I opened my hand to look at the crumbled cookie, thinking about what I would see next, thinking about all the things I wouldn't see for a year still, thinking about all the things I would have to get through without cookies or Dave.

A sprite-sized young girl with two black eyes and bruises everywhere sat down next to me. I didn't know her yet, but later she would live in the same dorm. She'd be there a month, depending on state-appointed legal assistance, before the court decided that locking her boyfriend out of his house in the rain wasn't abuse. It was self-defense. The judge only fined her for the window her boyfriend broke while trying to get back inside. By then, she had lost her job for being gone so long and so suddenly- but she loved him still. Bruises fade like memories, you see. I would've warned her, but back in that moment, I didn't know her at all.

"Wanna talk about it?" she asked. I didn't, so I shook my head.

"In that case," she said with a grin, "can I have the cookie?"
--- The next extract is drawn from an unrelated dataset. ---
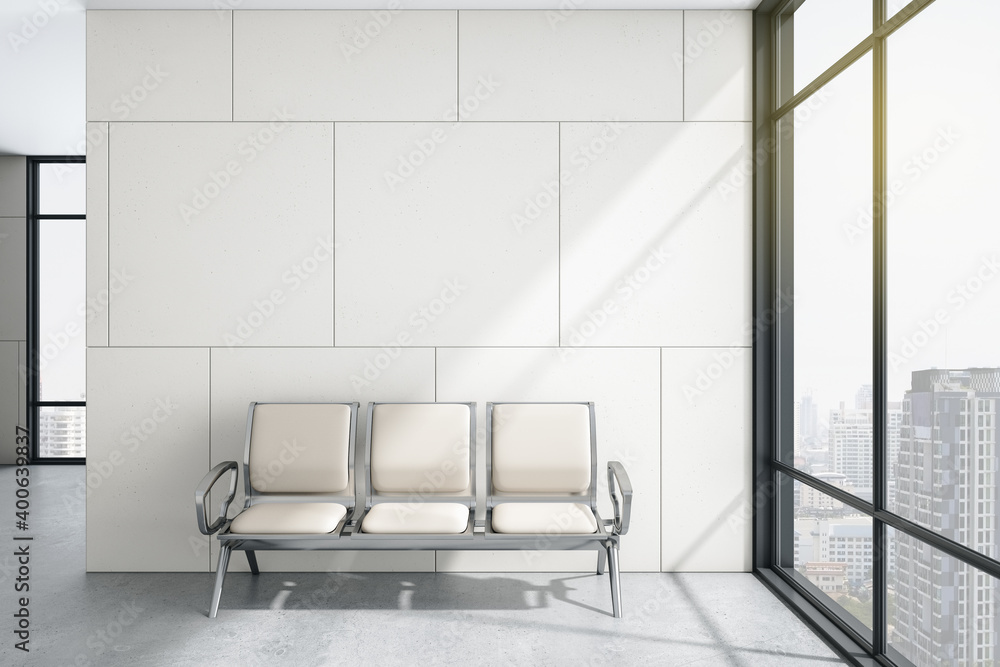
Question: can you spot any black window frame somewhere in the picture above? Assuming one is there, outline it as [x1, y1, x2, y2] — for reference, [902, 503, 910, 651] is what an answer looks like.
[26, 155, 87, 465]
[752, 0, 1000, 667]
I laughed and peeled the pieces of it into her hand, telling her I'd been holding it for over an hour. She ate it anyway.
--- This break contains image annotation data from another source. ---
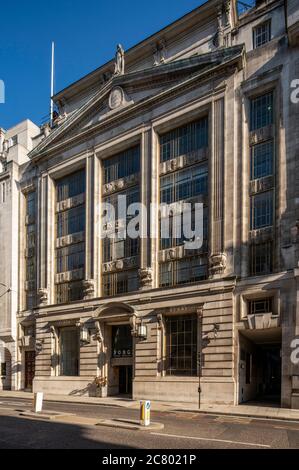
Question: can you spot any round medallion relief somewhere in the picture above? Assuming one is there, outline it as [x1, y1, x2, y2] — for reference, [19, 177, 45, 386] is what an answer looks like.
[109, 87, 124, 109]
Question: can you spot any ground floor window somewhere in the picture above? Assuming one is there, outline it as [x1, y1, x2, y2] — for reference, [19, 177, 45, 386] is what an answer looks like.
[103, 269, 139, 297]
[59, 328, 80, 377]
[165, 315, 198, 376]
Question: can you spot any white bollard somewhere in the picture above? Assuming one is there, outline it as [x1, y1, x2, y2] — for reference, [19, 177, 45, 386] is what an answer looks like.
[140, 400, 151, 426]
[33, 392, 44, 413]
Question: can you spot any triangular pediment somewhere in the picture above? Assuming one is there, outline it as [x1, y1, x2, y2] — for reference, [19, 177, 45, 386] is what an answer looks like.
[29, 46, 243, 158]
Cookies aren't any kind of substance, and these re-hashed knock offs weren't any kind of interesting, but when you're in a particular kind of need,

they will fill you up.

They will give you the strength to survive and the will to heal.

And maybe that's why my mind won't let these memories fade. Maybe it's why these thoughts just keep falling on my head, like raindrops that used to be oceans. Maybe it's why they drown me, like oceans that used to be tears.

It's all just water.

It's all just words. Sometimes, often, it's as unappetizing as a cookie that's been squeezed in a stranger's sweaty palm for an hour.

But I try to remind myself:

When you're in a particular kind of need, running on a particular kind of empty,
it might just be the thing that fills you up.

_____________

P.S. I'm sorry the site is a mess. I'll clean up soon.